From mboxrd@z Thu Jan  1 00:00:00 1970
Return-Path: <linux-kernel-owner@vger.kernel.org>
Received: (majordomo@vger.kernel.org) by vger.kernel.org via listexpand
	id S1756355AbaKTAhQ (ORCPT <rfc822;w@1wt.eu>);
	Wed, 19 Nov 2014 19:37:16 -0500
Received: from mail-vc0-f180.google.com ([209.85.220.180]:50181 "EHLO
	mail-vc0-f180.google.com" rhost-flags-OK-OK-OK-OK) by vger.kernel.org
	with ESMTP id S1754641AbaKTAhO (ORCPT
	<rfc822;linux-kernel@vger.kernel.org>);
	Wed, 19 Nov 2014 19:37:14 -0500
MIME-Version: 1.0
In-Reply-To: <CALCETrXzMe2WcpY3yX48WtvdRQDvSg7CZRO1T1TdLynmAcJHXg@mail.gmail.com>
References: <cover.1416352397.git.luto@amacapital.net>
	<c25e1a64e5b718fa156e141fd9ecbf31011c6059.1416352397.git.luto@amacapital.net>
	<CA+55aFztsw6Vt4CyVs1OsqdKXxQmFrxHdE7z89VMZ_1KwKPcmQ@mail.gmail.com>
	<20141119192928.GL12538@two.firstfloor.org>
	<CA+55aFwykb6aZYgyZXbU1DQ3OL0umpv8gkHYWykBEC2B7UdMbw@mail.gmail.com>
	<CALCETrXi7vdNAk4RziNDtqX4asPqXxi1VsLzL7pP0zivkjTH4Q@mail.gmail.com>
	<CA+55aFx4-WzNQ0e-ZTcCig3b7U7xmt1WB1jzO3TLk9zHD006ng@mail.gmail.com>
	<CALCETrVJJUcPRfkWRouLJCNUVNRH3aWX0X_K8L62yrUu1aR8Vg@mail.gmail.com>
	<CA+55aFy0neTJAAm-8KsmPPU33zevyHmYa+vZjPk-DozSPPW_nQ@mail.gmail.com>
	<CALCETrXzMe2WcpY3yX48WtvdRQDvSg7CZRO1T1TdLynmAcJHXg@mail.gmail.com>
Date: Wed, 19 Nov 2014 16:37:13 -0800
X-Google-Sender-Auth: EQiy30zMbLWSZ_tf_FKF0o-AC9Q
Message-ID: <CA+55aFxNkD8=1JB0-4EyQTR+Yd0YaofB3+E5J+L3vsfki-RUSQ@mail.gmail.com>
Subject: Re: [PATCH v3 3/3] sched, x86: Check that we're on the right stack in
 schedule and __might_sleep
From: Linus Torvalds <torvalds@linux-foundation.org>
To: Andy Lutomirski <luto@amacapital.net>
Cc: Andi Kleen <andi@firstfloor.org>, Borislav Petkov <bp@alien8.de>,
        "the arch/x86 maintainers" <x86@kernel.org>,
        Linux Kernel Mailing List <linux-kernel@vger.kernel.org>,
        Peter Zijlstra <peterz@infradead.org>, Oleg Nesterov <oleg@redhat.com>,
        Tony Luck <tony.luck@intel.com>
Content-Type: text/plain; charset=UTF-8
Sender: linux-kernel-owner@vger.kernel.org
List-ID: <linux-kernel.vger.kernel.org>
X-Mailing-List: linux-kernel@vger.kernel.org

On Wed, Nov 19, 2014 at 4:13 PM, Andy Lutomirski <luto@amacapital.net> wrote:
>
> No drugs, just imprecision.  This series doesn't change NMI handling
> at all.  It only changes machine_check int3, debug, and stack_segment.
> (Why is #SS using IST stacks anyway?)

.. ok, we were talking about adding an explicit preemption count to
nmi, and then you wanted to make that conditional, that kind of
freaked me out.

> So my point stands: if machine_check is going to be conditionally
> atomic, then that condition needs to be expressed somewhere.

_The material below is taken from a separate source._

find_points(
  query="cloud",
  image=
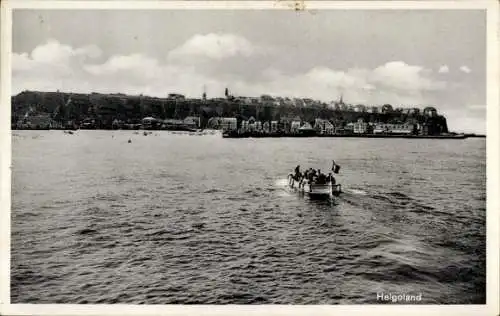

I'd still prefer to keep that knowledge in one place, rather than
adding *another* completely ad-hoc thing in addition to what we
already have.

Also, I really don't think it should be about the particular stack
you're using. Sure, if a debug fault happens in user space, the fault
handler could sleep if it runs on the regular stack, but our
"might_sleep()" are about catching things that *could* be problematic,
even if the sleep never happens. And so, might_sleep() _should_
actually trigger, even if it's not using the IST stack, because *if*
the debug exception happened in kernel space, then we should warn.

So I'd actually *prefer* to have special hacks that perhaps then
"undo" the preemption count if the code expressly tests for "did this
happen in user space, then I know I'm safe". But then it's an
*explicit* thing, not something that just magically works because
nobody even thought about it, and the trap happened in user space.

See the argument? I'd *rather* see code like

   /* Magic */
   if (user_mode(regs)) {
       .. verify that we're using the normal kernel stack
       .. enable interrupts, enable preemption
       .. this is the explicit special case and it is aware
       .. of being special
   }

even if on the face of it it looks hacky. But an *explicit* hack is
preferable to something that just "happens" to work only for the
user-mode case.

                   Linus